When you select your calligraphy, you'll be taken to another page where you can choose various custom options.
The wall scroll that Sandy is holding in this picture is a "large size"
single-character wall scroll.
We also offer custom wall scrolls in small, medium, and an even-larger jumbo size.
Professional calligraphers are getting to be hard to find these days.
Instead of drawing characters by hand, the new generation in China merely type roman letters into their computer keyboards and pick the character that they want from a list that pops up.
There is some fear that true Chinese calligraphy may become a lost art in the coming years. Many art institutes in China are now promoting calligraphy programs in hopes of keeping this unique form of art alive.
Even with the teachings of a top-ranked calligrapher in China, my calligraphy will never be good enough to sell. I will leave that to the experts.

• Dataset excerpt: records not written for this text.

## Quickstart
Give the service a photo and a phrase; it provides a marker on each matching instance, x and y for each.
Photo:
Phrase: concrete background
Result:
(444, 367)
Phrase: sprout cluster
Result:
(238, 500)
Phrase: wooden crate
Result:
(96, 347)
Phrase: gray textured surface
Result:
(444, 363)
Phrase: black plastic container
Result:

The same calligrapher who gave me those lessons also attracted a crowd of thousands and a TV crew as he created characters over 6-feet high. He happens to be ranked as one of the top 100 calligraphers in all of China. He is also one of very few that would actually attempt such a feat.
Check out my lists of Japanese Kanji Calligraphy Wall Scrolls and Old Korean Hanja Calligraphy Wall Scrolls.
Some people may refer to this entry as Solid Kanji, Solid Characters, Solid in Mandarin Chinese, Solid Characters, Solid in Chinese Writing, Solid in Japanese Writing, Solid in Asian Writing, Solid Ideograms, Chinese Solid symbols, Solid Hieroglyphics, Solid Glyphs, Solid in Chinese Letters, Solid Hanzi, Solid in Japanese Kanji, Solid Pictograms, Solid in the Chinese Written-Language, or Solid in the Japanese Written-Language.